Cosection Localization for D-Manifolds and $(-2)$-Shifted Symplectic Derived Schemes, Revisited

TL;DR

This paper advances the theory of cosection localization for d-manifolds and $(-2)$-shifted symplectic derived schemes, establishing new constructions and demonstrating their equivalence in homology, with applications to Donaldson-Thomas invariants.

Contribution

It constructs reduced and cosection localized virtual fundamental classes in broader contexts and proves their equivalence using recent algebraic and differential geometric results.

Findings

Construction of reduced virtual fundamental classes for derived manifolds.

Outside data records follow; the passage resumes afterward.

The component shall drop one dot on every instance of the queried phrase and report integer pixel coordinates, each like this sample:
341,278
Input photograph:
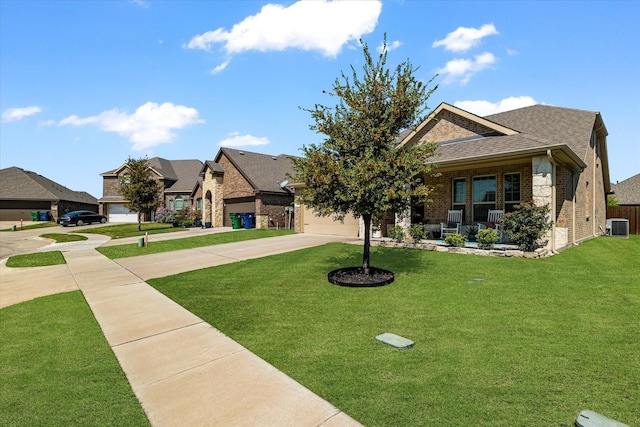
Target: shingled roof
19,184
627,192
263,171
556,125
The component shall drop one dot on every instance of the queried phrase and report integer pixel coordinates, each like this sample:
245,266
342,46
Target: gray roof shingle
263,171
627,192
19,184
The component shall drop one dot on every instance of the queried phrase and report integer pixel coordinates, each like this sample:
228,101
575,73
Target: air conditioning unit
618,227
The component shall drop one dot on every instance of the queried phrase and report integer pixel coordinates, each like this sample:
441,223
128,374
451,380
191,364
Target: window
459,194
511,191
484,197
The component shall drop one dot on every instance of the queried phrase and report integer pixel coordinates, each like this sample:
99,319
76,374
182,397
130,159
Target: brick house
245,182
23,192
555,156
181,188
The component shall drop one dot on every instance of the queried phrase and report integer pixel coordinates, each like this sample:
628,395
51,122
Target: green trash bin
235,221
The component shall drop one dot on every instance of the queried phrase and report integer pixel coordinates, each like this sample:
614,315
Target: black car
81,218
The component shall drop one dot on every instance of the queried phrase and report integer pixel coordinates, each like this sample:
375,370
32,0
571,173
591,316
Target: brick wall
235,185
448,126
436,212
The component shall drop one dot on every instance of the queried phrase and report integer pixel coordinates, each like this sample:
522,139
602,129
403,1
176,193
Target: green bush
397,233
166,216
486,238
455,239
417,232
527,225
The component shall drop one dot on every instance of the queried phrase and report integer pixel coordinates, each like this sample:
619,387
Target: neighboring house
555,156
627,192
240,181
181,184
23,192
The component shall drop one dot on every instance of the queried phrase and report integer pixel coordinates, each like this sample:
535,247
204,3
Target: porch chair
454,221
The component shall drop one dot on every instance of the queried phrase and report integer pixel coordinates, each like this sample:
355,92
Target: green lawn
38,259
58,370
64,237
44,224
130,250
532,344
121,231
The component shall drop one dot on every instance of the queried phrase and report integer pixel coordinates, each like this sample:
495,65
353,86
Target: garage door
237,207
118,213
315,224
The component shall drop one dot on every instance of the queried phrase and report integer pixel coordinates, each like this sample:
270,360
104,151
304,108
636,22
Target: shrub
486,238
397,233
527,225
166,216
472,231
417,232
455,239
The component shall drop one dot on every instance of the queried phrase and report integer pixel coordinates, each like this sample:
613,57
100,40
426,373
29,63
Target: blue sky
86,84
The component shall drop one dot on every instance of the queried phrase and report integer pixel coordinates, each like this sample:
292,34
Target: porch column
542,189
404,220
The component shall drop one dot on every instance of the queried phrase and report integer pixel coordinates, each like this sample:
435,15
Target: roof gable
19,184
448,123
556,124
263,172
627,192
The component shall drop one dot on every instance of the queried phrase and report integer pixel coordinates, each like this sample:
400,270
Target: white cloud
45,123
390,46
484,108
236,140
15,114
464,69
220,67
150,125
324,26
465,38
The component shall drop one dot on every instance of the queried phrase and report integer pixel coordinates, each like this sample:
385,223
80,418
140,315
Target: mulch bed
357,278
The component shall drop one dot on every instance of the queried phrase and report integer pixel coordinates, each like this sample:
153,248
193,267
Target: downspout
553,200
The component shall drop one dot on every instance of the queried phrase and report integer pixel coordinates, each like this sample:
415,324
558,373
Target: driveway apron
184,371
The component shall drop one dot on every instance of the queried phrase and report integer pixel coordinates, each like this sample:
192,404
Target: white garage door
315,224
118,213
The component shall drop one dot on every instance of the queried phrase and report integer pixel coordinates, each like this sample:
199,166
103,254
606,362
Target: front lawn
121,231
37,259
130,250
58,370
499,341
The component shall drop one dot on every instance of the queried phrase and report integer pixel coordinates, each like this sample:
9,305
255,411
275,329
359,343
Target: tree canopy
140,191
359,168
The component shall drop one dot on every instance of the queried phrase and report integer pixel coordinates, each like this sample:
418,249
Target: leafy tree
140,191
359,169
527,225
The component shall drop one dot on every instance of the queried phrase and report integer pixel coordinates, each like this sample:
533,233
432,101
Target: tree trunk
367,243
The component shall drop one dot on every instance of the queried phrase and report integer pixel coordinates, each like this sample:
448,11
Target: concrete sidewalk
183,371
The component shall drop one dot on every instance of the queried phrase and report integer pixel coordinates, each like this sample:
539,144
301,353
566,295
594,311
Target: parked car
81,218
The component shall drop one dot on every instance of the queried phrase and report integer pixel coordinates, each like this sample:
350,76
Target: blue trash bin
248,221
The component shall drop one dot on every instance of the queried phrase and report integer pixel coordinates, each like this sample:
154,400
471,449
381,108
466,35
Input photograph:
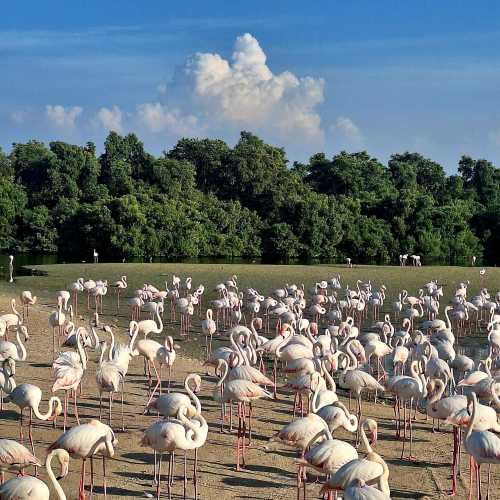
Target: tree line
204,198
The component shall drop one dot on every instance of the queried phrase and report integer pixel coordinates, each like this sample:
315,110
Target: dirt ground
268,475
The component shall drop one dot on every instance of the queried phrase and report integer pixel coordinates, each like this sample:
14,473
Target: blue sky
385,76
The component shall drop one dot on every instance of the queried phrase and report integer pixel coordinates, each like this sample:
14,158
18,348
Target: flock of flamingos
304,341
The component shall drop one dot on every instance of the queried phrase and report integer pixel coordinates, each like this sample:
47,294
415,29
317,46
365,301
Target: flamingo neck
192,395
81,352
48,415
55,484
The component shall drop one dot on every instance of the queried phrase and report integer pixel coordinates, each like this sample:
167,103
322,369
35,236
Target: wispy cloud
111,118
494,137
19,116
348,131
61,117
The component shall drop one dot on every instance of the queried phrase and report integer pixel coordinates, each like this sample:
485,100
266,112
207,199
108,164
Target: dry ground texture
268,475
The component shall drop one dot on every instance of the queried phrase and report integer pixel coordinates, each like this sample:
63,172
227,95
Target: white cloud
20,116
61,117
111,119
494,137
349,130
158,118
244,93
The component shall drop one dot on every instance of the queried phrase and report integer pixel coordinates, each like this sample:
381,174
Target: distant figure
11,269
416,260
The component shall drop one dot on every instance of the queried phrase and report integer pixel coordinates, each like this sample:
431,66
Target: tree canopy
205,198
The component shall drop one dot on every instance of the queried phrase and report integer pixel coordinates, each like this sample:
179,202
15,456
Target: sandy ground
268,475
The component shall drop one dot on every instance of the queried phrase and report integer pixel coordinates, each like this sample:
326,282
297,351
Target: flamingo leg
185,475
91,477
123,391
21,434
76,407
195,474
104,483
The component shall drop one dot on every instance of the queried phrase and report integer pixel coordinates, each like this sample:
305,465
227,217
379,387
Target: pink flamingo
154,353
208,327
28,487
14,457
68,369
242,391
120,285
27,300
85,441
166,436
483,448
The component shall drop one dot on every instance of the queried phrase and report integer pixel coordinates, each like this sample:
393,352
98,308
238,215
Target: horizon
305,79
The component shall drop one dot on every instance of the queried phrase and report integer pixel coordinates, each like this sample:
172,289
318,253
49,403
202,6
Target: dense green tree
205,198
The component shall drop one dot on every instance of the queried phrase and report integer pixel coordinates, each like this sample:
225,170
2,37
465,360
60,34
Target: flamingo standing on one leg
30,396
483,448
167,436
120,285
29,487
68,369
56,322
27,300
242,391
208,327
15,457
86,441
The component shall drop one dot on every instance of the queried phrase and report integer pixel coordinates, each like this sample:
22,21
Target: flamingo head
24,331
58,409
373,429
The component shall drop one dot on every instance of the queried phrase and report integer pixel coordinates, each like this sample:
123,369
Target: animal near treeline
205,198
355,376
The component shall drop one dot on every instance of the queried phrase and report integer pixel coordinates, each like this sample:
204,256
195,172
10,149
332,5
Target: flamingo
154,353
356,380
88,286
168,405
85,441
454,410
166,436
208,327
15,457
109,378
68,369
27,299
408,390
56,321
13,318
242,391
483,448
120,285
357,489
148,326
11,269
13,351
29,396
76,287
326,457
370,469
28,487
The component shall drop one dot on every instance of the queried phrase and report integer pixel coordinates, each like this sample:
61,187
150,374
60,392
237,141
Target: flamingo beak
64,471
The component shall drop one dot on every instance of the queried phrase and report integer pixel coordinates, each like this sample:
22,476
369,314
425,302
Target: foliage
204,198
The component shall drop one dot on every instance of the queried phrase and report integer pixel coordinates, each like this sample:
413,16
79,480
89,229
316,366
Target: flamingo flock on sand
307,350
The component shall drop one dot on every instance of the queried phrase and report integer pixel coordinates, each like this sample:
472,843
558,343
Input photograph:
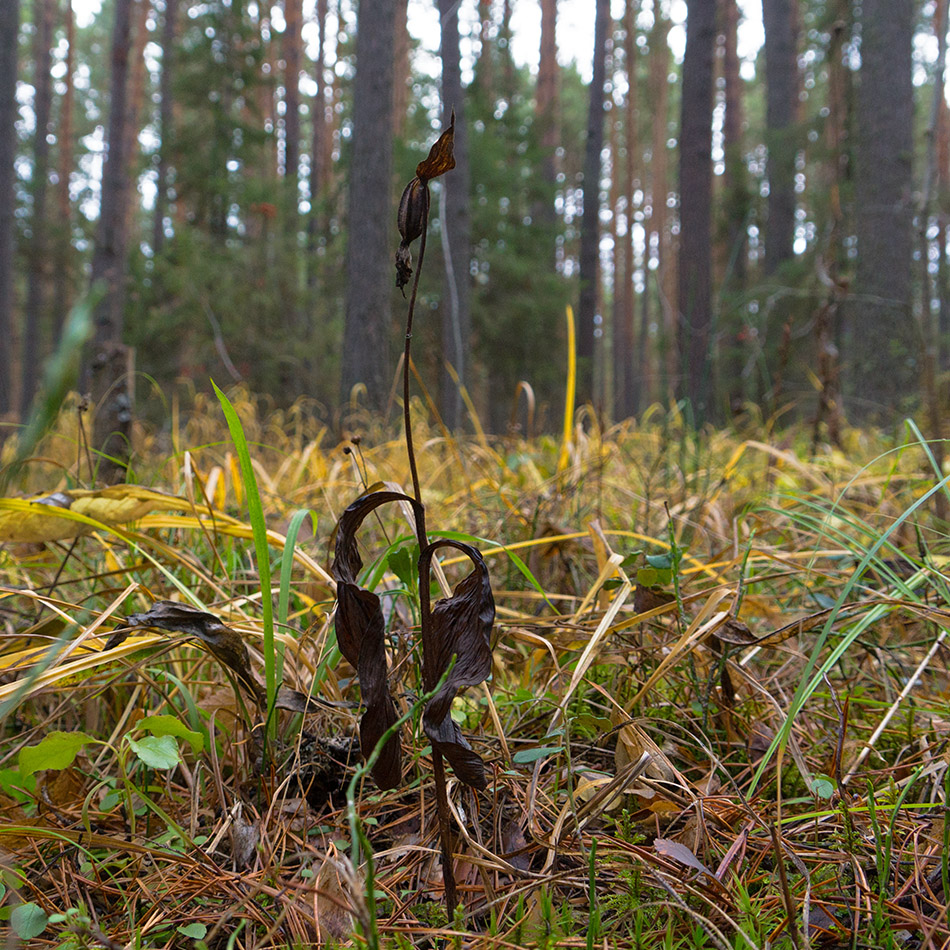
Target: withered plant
455,632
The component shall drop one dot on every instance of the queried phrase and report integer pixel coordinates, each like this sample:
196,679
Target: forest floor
718,714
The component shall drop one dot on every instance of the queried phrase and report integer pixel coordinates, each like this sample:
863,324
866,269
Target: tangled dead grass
740,742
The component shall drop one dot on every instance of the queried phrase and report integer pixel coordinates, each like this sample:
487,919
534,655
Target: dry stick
428,648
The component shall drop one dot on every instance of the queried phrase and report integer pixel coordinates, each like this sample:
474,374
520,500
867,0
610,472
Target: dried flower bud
403,266
412,210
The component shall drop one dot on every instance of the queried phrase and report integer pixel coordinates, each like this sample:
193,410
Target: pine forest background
752,232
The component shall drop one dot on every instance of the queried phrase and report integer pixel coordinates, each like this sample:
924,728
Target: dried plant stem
429,661
407,417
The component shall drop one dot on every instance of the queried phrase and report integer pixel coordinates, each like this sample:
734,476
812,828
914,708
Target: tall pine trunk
456,230
108,364
695,188
881,346
781,80
37,278
369,251
9,31
62,286
165,121
590,224
659,194
630,383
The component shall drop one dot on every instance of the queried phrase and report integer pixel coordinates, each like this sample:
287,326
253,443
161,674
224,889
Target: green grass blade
286,572
255,510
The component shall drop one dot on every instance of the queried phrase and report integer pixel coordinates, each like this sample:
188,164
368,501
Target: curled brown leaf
441,156
456,627
361,635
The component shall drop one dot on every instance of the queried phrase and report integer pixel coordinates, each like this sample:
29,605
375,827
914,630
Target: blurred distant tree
628,365
695,277
402,68
318,142
9,32
518,299
456,225
881,343
590,227
547,102
367,331
109,374
165,124
659,223
736,204
63,256
781,82
34,317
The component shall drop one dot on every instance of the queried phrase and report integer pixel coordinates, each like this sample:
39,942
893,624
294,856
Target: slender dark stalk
429,661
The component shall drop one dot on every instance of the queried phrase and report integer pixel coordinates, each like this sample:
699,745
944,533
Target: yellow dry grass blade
565,454
70,514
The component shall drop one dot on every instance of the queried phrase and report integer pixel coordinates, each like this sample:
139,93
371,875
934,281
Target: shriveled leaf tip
441,156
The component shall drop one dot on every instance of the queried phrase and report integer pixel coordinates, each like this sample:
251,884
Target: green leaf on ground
157,752
58,750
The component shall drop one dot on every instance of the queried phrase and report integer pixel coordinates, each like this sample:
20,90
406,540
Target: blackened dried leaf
459,626
413,209
360,633
441,156
403,266
225,644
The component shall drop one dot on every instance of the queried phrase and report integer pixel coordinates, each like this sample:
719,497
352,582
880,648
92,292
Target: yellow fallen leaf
63,515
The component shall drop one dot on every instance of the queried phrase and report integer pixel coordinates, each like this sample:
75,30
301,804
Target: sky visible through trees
699,183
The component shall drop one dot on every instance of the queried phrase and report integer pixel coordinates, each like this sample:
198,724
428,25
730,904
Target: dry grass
649,787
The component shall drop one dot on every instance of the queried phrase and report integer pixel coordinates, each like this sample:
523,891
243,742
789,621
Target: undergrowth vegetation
717,713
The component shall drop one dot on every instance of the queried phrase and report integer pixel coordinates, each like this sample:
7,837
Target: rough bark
34,316
108,364
9,30
732,269
166,123
781,80
62,288
630,381
402,73
547,100
369,268
456,221
135,98
881,345
695,265
318,134
659,222
293,56
590,224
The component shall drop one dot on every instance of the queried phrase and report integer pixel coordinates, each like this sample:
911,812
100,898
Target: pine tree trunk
37,278
631,382
736,199
590,224
402,71
547,100
659,193
62,289
456,220
318,117
9,31
695,265
135,100
166,123
881,346
108,365
293,57
781,79
369,269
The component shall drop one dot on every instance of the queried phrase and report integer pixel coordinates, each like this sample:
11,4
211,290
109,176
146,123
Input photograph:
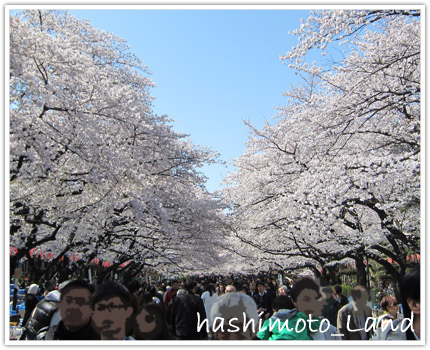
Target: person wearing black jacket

Cosection localized virtual classes for $(-2)$-shifted symplectic schemes in greater generality.

Equivalence of algebraic and differential geometric constructions in homology.

Abstract

This is a continuation of prior work of the author on cosection localization for d-manifolds. We construct reduced virtual fundamental classes for derived manifolds with surjective cosections and cosection localized virtual fundamental classes for $(-2)$-shifted symplectic derived schemes in larger generality. Moreover, using recent results of Oh-Thomas, we show that the algebraic and differential geometric constructions of reduced and cosection localized virtual fundamental classes of $(-2)$-shifted symplectic derived schemes yield the same result in homology. We obtain applications towards the construction and integrality of reduced invariants in Donaldson-Thomas theory of Calabi-Yau fourfolds.